Comparison of Results of Systematic Reviews

By comparing the results of the SRs, the same PICOs obtained from SRs were presented with different conclusions in the evidence map. The possible reasons were as follows: (1) some studies that reported different sessions had varied effects of rTMS. For example, a good outcome could be found in the short term, but not in the long term, that led to a mixed conclusion. Future SRs should focus on follow-up and explore the long-term effectiveness of the intervention. (2) Some SRs conducted meta-analysis but some did not. Qualitative studies may arrive at conclusions different from those in quantitative studies. For example, a primary study by Onesti et al. (2013) and meta-analysis of Zeng et al. (2020) had a “no difference” conclusion, while the review of Yang and Chang (2020), which only mentioned pain relief, showed a “potentially better” conclusion. The final conclusion in the evidence map of Onesti et al.’s study was “mixed.” (3) Populations with different diseases that cause NP could cause heterogeneity. Previous studies have indicated that patients with orofacial pain have a better analgesic response than those with CPSP, SCI, or BPL (Lefaucheur et al., 2004).

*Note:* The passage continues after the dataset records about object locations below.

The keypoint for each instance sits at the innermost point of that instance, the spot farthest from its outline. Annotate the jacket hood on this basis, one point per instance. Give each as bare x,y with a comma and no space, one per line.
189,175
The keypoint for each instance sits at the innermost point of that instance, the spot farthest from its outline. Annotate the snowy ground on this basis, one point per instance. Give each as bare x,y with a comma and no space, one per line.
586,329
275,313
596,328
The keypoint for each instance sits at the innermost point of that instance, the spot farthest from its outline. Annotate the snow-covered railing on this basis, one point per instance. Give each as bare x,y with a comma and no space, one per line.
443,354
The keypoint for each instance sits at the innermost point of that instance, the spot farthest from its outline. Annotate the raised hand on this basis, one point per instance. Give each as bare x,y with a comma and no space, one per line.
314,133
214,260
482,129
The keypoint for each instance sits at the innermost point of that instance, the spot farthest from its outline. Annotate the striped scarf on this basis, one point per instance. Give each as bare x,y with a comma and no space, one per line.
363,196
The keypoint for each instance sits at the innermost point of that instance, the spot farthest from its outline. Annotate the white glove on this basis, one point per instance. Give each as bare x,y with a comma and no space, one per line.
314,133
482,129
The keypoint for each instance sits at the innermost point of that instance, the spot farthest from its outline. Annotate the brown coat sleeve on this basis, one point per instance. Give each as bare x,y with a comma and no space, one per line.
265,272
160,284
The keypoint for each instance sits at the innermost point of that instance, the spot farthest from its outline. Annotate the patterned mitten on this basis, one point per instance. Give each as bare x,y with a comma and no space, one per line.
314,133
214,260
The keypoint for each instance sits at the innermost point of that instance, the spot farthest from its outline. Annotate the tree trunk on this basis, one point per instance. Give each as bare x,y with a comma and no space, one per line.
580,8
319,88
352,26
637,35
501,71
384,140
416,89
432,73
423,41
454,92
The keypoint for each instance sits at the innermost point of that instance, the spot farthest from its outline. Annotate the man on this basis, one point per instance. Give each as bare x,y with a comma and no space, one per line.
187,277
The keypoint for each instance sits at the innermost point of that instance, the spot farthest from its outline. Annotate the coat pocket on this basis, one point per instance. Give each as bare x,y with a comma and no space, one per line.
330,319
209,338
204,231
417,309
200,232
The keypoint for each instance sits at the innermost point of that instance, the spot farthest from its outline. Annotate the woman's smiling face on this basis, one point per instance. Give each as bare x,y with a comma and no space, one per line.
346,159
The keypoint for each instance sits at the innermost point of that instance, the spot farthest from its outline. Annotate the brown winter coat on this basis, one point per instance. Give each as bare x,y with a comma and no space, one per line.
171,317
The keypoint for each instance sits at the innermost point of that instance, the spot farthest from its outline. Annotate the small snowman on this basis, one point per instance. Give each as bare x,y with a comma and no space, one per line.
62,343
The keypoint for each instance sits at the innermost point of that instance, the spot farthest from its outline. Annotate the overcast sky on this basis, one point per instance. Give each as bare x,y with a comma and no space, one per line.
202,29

For example, a primary study on patients with CRPS (Picarelli et al., 2010) by Chang et al. (2020) and another one involving chronic pain by O’Connell et al. (2018) did not reach the same conclusion. This gap could also be a caveat to provide more reliable and reproducible data. Future studies must consider including more homogeneous groups of participants or stratifying patients in accordance with clinical characteristics and underlying pathogenesis.

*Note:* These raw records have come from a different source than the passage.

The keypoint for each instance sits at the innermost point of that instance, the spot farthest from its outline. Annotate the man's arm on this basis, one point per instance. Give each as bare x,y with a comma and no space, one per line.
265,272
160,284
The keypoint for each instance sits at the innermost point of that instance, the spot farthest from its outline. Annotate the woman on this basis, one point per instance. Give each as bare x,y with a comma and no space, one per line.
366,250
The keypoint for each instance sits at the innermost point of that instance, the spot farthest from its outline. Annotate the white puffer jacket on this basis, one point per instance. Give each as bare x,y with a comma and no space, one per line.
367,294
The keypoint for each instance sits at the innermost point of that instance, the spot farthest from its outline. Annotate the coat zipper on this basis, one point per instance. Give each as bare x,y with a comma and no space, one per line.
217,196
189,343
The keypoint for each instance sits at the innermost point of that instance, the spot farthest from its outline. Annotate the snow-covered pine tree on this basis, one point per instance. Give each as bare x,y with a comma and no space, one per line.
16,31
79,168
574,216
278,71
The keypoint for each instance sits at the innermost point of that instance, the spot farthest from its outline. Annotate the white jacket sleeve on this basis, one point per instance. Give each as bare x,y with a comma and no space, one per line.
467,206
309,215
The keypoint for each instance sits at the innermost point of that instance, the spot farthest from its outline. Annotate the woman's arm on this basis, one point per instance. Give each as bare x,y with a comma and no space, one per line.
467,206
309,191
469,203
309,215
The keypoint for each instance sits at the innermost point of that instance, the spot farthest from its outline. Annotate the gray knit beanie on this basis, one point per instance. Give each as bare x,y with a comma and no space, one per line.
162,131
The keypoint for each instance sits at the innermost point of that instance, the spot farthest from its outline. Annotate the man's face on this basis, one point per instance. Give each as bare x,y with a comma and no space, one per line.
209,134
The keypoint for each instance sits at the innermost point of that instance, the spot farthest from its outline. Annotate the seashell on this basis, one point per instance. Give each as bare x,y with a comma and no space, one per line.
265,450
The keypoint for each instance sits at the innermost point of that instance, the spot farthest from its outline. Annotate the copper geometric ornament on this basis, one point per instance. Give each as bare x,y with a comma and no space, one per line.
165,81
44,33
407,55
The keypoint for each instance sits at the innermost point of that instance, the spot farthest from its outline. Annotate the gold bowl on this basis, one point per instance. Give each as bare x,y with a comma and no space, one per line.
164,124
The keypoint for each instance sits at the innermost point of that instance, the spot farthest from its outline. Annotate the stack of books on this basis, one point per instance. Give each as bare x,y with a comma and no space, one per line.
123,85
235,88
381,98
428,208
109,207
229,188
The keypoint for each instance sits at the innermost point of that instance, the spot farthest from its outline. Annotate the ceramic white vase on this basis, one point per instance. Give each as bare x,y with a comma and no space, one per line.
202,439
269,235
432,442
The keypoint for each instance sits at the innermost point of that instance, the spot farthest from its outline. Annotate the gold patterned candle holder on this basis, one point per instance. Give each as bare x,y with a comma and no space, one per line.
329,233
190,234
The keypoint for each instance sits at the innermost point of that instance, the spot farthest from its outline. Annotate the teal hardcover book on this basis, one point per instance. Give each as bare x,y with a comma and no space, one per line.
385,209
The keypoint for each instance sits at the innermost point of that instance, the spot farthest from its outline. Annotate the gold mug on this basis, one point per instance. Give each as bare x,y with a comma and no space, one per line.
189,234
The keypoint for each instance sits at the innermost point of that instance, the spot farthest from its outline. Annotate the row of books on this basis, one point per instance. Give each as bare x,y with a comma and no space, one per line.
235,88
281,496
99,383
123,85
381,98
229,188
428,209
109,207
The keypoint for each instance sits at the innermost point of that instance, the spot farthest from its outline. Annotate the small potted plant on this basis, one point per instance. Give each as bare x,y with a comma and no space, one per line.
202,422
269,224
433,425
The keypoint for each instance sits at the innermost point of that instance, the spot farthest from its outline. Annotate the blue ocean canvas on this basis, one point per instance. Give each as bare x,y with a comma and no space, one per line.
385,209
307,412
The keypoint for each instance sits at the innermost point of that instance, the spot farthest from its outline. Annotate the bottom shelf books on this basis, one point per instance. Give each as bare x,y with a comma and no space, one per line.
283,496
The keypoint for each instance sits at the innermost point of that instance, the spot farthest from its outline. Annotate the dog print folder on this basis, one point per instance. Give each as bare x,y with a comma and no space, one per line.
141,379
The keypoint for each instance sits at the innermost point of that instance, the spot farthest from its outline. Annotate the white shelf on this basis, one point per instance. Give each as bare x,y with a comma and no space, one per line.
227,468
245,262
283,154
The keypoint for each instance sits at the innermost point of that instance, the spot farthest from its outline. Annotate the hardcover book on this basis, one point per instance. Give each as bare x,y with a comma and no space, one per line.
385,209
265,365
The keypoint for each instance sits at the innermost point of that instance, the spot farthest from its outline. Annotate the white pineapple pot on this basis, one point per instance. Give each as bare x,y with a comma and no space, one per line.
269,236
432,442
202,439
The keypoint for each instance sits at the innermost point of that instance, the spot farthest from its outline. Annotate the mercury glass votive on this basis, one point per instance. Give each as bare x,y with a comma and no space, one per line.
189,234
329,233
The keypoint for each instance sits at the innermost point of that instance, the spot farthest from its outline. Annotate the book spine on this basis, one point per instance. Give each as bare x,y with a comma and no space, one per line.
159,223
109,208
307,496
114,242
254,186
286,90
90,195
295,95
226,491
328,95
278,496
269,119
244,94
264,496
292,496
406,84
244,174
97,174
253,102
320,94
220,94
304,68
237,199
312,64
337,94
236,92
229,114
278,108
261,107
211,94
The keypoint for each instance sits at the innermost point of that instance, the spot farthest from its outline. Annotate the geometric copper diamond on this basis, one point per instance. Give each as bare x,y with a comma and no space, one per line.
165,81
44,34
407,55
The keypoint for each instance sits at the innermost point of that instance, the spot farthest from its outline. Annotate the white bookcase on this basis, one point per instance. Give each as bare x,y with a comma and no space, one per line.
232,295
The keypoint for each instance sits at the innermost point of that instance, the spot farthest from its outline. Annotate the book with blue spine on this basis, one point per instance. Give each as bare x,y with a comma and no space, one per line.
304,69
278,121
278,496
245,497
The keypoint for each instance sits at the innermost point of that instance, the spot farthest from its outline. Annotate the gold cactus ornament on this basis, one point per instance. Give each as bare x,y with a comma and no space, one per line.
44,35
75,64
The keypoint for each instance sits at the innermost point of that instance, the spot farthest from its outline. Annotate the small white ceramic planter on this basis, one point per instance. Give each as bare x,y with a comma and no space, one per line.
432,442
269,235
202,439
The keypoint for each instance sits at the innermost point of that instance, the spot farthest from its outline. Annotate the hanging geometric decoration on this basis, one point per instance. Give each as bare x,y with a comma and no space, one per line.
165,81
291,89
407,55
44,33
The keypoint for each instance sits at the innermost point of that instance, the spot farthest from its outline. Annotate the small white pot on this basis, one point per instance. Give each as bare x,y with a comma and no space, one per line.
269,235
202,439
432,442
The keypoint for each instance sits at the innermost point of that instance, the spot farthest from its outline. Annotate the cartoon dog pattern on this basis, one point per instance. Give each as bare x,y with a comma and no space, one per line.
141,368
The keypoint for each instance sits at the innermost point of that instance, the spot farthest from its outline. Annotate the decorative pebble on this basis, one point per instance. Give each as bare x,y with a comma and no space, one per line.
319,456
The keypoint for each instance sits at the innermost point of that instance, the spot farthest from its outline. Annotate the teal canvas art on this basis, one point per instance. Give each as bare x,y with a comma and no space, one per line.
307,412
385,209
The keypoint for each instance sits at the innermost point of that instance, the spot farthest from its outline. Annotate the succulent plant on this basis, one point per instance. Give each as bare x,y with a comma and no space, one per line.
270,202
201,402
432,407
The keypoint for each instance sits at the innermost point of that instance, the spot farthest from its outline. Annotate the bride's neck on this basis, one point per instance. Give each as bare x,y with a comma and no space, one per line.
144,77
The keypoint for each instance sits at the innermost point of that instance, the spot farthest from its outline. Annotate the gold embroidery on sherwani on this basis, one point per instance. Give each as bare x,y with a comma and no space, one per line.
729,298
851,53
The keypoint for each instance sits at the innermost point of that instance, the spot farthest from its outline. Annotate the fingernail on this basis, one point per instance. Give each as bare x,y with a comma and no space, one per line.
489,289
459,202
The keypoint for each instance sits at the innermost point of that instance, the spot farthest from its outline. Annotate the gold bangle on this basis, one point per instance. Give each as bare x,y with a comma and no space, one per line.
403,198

If different SRs with varied conclusions included some primary studies that were overlapping and some unique studies, future investigations could synthesize studies that were included in these reviews and find new outcomes including all potential evidence. From the “mixed” results, future investigations could focus on comparing different stimulation protocols (doses, sessions, variable time, and intervals among sessions) of rTMS on NP.

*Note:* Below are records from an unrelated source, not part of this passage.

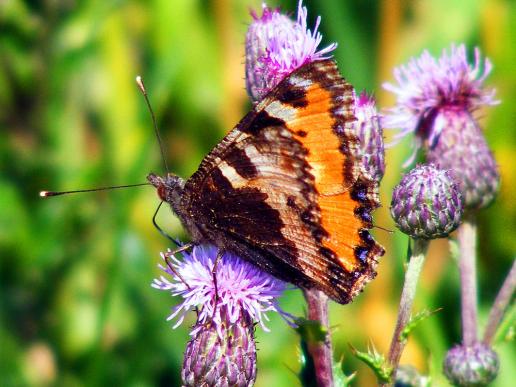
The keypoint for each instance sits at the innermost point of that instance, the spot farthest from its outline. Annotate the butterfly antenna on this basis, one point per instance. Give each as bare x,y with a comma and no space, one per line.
139,82
383,229
161,231
46,194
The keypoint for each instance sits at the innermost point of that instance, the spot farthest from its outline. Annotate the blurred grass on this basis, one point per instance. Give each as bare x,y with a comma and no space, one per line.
76,303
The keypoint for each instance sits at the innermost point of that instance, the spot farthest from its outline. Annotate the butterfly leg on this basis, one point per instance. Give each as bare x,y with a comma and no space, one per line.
170,254
161,231
214,276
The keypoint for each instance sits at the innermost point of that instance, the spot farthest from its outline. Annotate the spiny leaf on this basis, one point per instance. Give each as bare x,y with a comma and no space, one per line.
340,379
376,361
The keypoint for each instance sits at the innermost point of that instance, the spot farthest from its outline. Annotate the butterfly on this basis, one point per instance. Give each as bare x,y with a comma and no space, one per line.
284,189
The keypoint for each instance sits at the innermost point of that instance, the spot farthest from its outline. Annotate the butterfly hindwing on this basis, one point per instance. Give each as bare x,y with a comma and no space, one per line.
283,189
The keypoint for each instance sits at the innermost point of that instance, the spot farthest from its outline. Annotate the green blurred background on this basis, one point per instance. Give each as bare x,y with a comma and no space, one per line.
75,272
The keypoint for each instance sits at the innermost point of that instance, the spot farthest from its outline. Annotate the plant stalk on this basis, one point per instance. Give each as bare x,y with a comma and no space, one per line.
467,238
321,352
415,264
500,305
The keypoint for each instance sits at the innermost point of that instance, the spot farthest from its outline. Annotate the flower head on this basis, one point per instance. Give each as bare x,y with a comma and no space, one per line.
427,203
276,46
426,85
471,366
436,101
242,288
222,350
463,149
370,135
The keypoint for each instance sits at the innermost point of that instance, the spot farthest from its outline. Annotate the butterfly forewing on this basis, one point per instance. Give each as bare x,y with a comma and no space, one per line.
284,190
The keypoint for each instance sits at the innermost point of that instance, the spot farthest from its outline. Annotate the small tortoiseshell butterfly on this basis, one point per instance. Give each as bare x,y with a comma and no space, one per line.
284,188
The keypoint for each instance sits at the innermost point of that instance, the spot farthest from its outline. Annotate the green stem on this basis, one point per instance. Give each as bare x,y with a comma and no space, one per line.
415,264
467,237
502,301
321,352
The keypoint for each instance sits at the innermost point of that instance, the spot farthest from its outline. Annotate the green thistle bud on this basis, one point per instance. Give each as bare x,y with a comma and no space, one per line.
427,203
221,355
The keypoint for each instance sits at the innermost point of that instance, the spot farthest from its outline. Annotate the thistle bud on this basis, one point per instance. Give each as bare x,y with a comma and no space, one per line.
471,366
221,356
463,149
427,203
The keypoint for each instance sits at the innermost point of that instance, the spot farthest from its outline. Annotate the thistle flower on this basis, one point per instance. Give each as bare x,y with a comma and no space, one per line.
436,102
427,203
471,366
370,135
222,347
276,46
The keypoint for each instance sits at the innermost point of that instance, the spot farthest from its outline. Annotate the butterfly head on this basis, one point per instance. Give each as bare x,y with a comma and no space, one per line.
169,188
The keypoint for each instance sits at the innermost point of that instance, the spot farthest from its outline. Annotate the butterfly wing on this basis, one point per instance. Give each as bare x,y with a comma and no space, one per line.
284,188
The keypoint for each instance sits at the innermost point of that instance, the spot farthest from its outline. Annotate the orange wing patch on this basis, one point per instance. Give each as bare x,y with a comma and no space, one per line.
315,130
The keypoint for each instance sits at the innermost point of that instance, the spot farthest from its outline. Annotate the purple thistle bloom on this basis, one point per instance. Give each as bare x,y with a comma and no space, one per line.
222,350
370,135
436,101
426,85
276,46
243,289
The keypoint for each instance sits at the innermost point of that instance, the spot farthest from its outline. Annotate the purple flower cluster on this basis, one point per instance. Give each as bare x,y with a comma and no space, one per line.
241,288
427,84
276,46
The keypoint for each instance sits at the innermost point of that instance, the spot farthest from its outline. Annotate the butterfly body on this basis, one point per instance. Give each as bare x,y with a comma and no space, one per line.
284,188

Overall Completeness and Validity of Evidence Mapping

We evaluated the quality of SRs and the credibility of the results of SRs with a new version of AMSTAR. Compared with the previous version, AMSTAR-2 was adapted to include SRs on the basis of RCTs or non-randomized intervention studies or both and provide more refined and rigorous evaluation item criteria. Assessment in this field suggested room for improving SRs’ quality. Future SRs should place more emphasis on the following domains to improve the quality of studies and the validity of the results: reporting an explicit statement about the description of the methodology prior to conducting the review; any significant deviations from the protocol should be justified; explaining the selection of the study designs for inclusion in the review; providing a list of excluded studies and justifying the exclusions; indicating the sources of funding or support for the individual studies included in the SRs; and interpreting or discussing the effect of the risk of bias in individual studies on the total effect.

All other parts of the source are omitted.